De manière générale, après la mise en œuvre de la loi sur la responsabilité fiscale, on a constaté une augmentation de l'efficacité de la planification et de l'exécution des recettes et des dépenses municipales, comme en témoignent l'augmentation de la capacité de remboursement des dettes, le solde de l'excédent primaire et l'augmentation des recettes fiscales dans les municipalités du Rio Grande do Sul.
Leçons de politique publique
La loi sur la responsabilité budgétaire a renforcé la transparence des comptes publics et favorisé une participation accrue de la société civile au contrôle des ressources publiques et à la lutte contre la fraude. Actuellement, plusieurs organisations non gouvernementales (ONG) et organisations de la société civile d'intérêt public (OSCIP) surveillent les dépenses publiques au regard de cette loi, permettant ainsi d'éviter chaque année des pertes de plusieurs millions d'euros pour les finances publiques.
Référence
DOS SANTOS, Sandra Regina Toledo ; ALVES, Tiago Wickstrom. L’impact de la loi sur la responsabilité fiscale sur la performance financière et l’exécution budgétaire des municipalités du Rio Grande do Sul de 1997 à 2004. Revue brésilienne d’administration publique, vol. 45, n° 1, p. 181-208, 2011.

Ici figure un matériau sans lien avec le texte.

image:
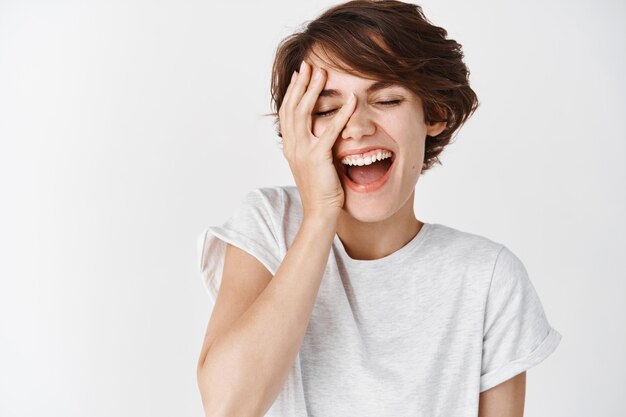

[1] Revenus actuels : Il s'agit de la somme des recettes fiscales, des cotisations, des revenus fonciers, des revenus agricoles, des revenus industriels, des revenus de services et des autres revenus.
[2] Dépenses en capital : Il s'agit de dépenses liées à l'acquisition de machines et d'équipements, à l'exécution de travaux, à l'acquisition d'actions de la société, à l'acquisition de biens immobiliers et à l'octroi de prêts à des fins d'investissement.
[3] Amortissement Il s'agit de la réduction progressive d'une dette par des paiements périodiques.